La chanson d’aujourd’hui est bien vivante, riche d’artistes, à la mode, branchée même. On se dispute ses grâces. On veut entrer dans sa grande descendance ! On aime nos chansons, mais il reste encore du travail, du pain sur les planches. On leur doit toujours un lieu pour l’expression, la passion, la représentation, la diffusion… Nous nous sommes tant battus pour son évolution, le temps est venu de célébrer la création, les créateurs, dans le respect de l’indépendance. La chanson est jeune, sexy, ludique, émouvante, provocante ou fascinante, à l’image de la folie et de la poésie d’artistes comme Sanseverino, -M-, Camille, Philippe Katerine, Marcel Kanche, Anaïs, Abd Al Malik, Pauline Croze et tant d’autres à découvrir...

le dévéloppement d'artistes

Le vrai développement, ne fonctionne que dans la durée. Il n’est pas restreint aux campagnes tapageuses que les médias nous assènent, en détournant la notion du talent, servi à toutes les sauces, générateur par-ci, révélateur par-là. Que personne ne s’y méprenne, être artiste n’est pas une sinécure. Ce sont des années de travail sans répit, dans l’ombre, payées en monnaie de singe.

Jacques Canetti ne s’y trompait pas. Les artistes ont besoin de temps et de confiance pour apprendre leur métier, faire corps avec leur musique, trouver leur voie, leur équipe et amplifier leur public. Il faut parfois cinq à dix ans de tournées, montées au petit bonheur la chance, pour qu’ainsi renforcés, les artistes d’aujourd’hui puissent aspirer à une reconnaissance nationale.

LIGNE ARTISTIQUE

Trop de programmateurs frileux, perfusés aux sollicitations du disque, passent à côté d’artistes en pleine émergence, les ayant mal jugés sur maquette, négligeant la dimension du spectacle et la force de la “musidiversité”. Il faut pouvoir programmer les artistes au bon moment et dès que possible leur faire gagner du temps, ne pas les reléguer sur une liste d’attente, savoir les accueillir parfois au pied levé, en prenant un maximum de risque pour leur donner leur chance.

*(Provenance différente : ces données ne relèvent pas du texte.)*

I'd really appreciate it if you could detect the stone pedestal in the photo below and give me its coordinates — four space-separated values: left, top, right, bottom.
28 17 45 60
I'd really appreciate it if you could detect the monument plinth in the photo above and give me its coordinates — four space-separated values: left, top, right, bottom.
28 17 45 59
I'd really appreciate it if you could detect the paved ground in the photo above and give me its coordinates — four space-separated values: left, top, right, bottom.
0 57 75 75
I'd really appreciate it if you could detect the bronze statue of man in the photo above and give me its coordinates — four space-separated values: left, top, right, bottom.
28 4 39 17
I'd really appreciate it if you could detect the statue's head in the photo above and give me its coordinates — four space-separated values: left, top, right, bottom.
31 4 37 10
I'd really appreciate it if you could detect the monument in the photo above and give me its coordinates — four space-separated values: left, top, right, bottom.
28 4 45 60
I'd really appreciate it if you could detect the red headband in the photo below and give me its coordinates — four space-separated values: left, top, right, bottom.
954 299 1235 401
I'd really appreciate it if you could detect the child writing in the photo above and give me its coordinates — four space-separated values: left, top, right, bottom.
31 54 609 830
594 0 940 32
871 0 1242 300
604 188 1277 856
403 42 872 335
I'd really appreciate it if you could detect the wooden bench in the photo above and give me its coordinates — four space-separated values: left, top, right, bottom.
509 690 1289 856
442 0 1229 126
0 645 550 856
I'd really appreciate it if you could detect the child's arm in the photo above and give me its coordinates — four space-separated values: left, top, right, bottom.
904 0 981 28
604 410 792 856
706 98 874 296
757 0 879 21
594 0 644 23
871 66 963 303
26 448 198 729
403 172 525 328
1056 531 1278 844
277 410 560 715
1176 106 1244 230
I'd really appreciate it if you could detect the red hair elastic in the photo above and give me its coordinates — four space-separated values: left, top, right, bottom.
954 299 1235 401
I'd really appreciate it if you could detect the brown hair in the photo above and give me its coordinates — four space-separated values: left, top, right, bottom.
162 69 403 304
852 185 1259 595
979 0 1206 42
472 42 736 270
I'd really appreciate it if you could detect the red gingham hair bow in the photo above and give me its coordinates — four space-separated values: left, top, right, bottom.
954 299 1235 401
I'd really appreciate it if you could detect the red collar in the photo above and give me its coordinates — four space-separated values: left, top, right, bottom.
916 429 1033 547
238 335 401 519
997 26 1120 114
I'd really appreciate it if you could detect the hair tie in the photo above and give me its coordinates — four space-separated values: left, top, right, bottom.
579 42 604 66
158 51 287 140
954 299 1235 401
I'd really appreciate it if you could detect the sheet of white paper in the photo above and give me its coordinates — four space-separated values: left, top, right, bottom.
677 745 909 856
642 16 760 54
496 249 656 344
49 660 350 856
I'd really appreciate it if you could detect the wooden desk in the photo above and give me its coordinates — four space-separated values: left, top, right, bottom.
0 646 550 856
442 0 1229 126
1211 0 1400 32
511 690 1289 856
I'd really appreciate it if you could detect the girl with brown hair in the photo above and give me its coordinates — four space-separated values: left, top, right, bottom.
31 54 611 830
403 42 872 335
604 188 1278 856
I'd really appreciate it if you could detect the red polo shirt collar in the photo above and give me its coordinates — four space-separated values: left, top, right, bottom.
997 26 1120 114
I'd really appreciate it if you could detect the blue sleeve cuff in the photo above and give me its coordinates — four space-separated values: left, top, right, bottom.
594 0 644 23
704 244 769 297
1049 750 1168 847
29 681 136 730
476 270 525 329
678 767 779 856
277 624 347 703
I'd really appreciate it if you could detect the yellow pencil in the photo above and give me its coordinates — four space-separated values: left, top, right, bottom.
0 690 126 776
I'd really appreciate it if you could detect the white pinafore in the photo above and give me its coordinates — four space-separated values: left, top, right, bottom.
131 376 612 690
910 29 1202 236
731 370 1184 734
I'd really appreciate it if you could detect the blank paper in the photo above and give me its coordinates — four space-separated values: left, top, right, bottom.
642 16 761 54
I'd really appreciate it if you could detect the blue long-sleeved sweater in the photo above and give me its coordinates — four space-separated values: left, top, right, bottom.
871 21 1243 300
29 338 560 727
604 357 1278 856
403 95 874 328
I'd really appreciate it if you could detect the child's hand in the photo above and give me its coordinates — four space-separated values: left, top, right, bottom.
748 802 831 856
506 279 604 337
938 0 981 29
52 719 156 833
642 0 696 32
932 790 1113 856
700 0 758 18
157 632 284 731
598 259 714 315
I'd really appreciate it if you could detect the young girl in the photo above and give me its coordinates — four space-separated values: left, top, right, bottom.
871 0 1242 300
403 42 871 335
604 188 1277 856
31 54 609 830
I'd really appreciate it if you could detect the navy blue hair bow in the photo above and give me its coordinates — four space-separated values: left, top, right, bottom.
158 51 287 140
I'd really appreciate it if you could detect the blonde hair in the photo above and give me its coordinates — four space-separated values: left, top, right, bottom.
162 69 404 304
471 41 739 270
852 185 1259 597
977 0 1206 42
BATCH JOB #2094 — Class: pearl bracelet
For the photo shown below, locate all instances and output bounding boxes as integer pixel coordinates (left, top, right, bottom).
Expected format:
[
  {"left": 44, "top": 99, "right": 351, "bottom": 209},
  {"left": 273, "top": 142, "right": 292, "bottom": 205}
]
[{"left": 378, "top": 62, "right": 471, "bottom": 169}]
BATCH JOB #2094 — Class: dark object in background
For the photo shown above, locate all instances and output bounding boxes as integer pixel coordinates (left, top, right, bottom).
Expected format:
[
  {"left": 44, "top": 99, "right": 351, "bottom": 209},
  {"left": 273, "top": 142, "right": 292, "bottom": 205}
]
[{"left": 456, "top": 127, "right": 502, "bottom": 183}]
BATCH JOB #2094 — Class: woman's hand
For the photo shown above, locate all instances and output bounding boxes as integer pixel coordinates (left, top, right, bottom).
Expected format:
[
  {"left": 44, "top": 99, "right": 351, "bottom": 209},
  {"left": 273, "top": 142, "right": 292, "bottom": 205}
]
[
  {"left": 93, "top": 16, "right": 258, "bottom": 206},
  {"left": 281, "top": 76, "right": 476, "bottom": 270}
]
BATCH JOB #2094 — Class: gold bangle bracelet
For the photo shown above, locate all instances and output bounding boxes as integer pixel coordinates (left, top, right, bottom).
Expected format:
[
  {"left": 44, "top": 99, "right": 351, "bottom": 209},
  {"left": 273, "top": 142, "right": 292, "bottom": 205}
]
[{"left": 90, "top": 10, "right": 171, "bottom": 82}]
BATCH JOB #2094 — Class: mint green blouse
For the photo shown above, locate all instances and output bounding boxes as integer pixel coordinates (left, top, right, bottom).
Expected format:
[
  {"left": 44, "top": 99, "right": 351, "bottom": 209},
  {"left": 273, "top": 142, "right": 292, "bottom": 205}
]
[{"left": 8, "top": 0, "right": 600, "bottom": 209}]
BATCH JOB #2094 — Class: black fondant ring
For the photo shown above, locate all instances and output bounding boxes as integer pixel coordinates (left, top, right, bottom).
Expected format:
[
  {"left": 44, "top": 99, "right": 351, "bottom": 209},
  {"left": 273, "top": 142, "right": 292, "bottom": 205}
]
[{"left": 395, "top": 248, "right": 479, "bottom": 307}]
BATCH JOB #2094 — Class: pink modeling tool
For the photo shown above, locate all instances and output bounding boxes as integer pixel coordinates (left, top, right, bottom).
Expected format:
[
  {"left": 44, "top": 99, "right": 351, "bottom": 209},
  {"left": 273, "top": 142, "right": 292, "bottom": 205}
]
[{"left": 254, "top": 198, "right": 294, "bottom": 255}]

C’est une programmation avec de multiples entrées qui permettra l’heureuse adéquation entre invitation du soir pour un coup de cœur et programmation à long terme d’artistes déjà repérés par les professionnels de l’émergence.  La chanson est active, hyper active même. Pas une semaine ne se passe sans le lancement d’un nouvel album, l’entrée d’un morceau en radio ou le démarrage d’une tournée. C’est dans les concerts que le concept de démocratie artistique se réalise. Les artistes sont là en chair et en os.

Le spectacle vivant a des vertus sociales fortes qui nous rapprochent de l’égalité et remonte le moral citoyen. Peu d’arts peuvent se targuer de rassembler autant de mixité et c’est dans les salles que la rencontre se fait. Dans un contexte très concurrentiel, tourné vers le business et avec peu de débouchés immédiats, produire les débuts d’un artiste n’est pas rentable et ne le sera jamais. C’est un acte culturel, de l’ordre du militantisme et de l’intérêt général.